The second stage of sequential g-estimation uses the de-mediated outcome \[\tilde{Y}_i = Y_i - \widehat{\gamma}(A_i, M_i, X_i; \widehat{\alpha}).\] If there are no interactions or nonlinearities in the de-mediation function, then this becomes \(\tilde{Y}_i Y_i - \widehat{\alpha}M_i\). With this de-mediated outcome in hand, we can estimate the ACDE by regressing this outcome on the treatment and pre-treatment covariates: \[E[\tilde{Y}_i | A_i, X_i] = \beta_0 + \beta_1A_i + X_i^T\beta_2.\] Under the above assumptions and assuming this regression is correctly specified, the \(\widehat{\beta_1}\) is an unbiased estimate of the ACDE. \[\widehat{\mathit{ACDE}} = \widehat{\beta_1}\]

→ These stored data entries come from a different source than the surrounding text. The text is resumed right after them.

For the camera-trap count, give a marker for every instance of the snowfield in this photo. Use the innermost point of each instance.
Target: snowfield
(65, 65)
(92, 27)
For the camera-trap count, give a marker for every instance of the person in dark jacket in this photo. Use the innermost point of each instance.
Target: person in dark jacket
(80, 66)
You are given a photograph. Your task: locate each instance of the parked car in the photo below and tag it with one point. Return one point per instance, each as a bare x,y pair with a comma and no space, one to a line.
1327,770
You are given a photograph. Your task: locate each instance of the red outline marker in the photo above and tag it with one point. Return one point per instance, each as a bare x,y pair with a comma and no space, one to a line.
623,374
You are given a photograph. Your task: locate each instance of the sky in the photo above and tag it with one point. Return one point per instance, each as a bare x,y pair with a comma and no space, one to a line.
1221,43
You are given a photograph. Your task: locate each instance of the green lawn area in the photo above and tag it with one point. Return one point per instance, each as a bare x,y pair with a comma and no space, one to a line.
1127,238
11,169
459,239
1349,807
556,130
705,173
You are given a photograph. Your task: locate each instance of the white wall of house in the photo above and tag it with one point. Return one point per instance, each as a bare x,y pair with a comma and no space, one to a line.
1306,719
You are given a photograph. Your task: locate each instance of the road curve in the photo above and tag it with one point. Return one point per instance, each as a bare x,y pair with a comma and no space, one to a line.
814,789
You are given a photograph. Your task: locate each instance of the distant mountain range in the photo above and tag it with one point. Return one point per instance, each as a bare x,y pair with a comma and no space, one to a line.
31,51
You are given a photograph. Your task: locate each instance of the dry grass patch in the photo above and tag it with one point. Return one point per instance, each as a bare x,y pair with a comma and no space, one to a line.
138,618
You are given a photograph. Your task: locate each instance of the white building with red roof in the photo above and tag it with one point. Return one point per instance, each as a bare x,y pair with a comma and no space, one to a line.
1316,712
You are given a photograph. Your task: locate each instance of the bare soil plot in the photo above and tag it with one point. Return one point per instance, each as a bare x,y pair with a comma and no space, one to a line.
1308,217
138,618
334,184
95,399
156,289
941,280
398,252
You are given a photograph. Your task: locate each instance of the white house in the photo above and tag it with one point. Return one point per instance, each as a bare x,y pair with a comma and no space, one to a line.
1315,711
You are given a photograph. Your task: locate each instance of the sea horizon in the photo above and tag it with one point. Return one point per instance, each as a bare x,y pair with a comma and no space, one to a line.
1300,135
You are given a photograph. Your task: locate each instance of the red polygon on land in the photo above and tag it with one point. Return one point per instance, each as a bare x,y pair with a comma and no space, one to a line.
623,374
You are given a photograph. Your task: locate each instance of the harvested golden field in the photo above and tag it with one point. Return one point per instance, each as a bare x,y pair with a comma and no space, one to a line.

We now work through one example in detail. The data comes from Alesina, Giuliano, and Nunn, 2013. The dataset comes with the package:
data(ploughs)
The paper's main argument is that the advent of the capital-intensive agricultural practice of the plow favored men over women participating in agriculture, which have affected gender inequality in modern societies. These authors find that strong effects of plow-based agriculture on female labor-force participation, but not on share of political positions held by women. The authors speculate that this might be due to the (positive) effects of the plow on modern-day income levels, which could offset the direct effects of the plow. The authors control for income and show that a significant effect of the plow appears. We evaluate this approach and try to estimate the ACDE more formally. Thus, in this case, we have the following variables:
women_politics)plow)ln_income)years_civil_conflict, years_interstate_conflict, oil_pc, european_descent, communist_dummy, polity2_2000, serv_va_gdp2000)tropical_climate, agricultural_suitability, large_animals, political_hierarchies, economic_complexity, and rugged)where \(i\) indexes countries.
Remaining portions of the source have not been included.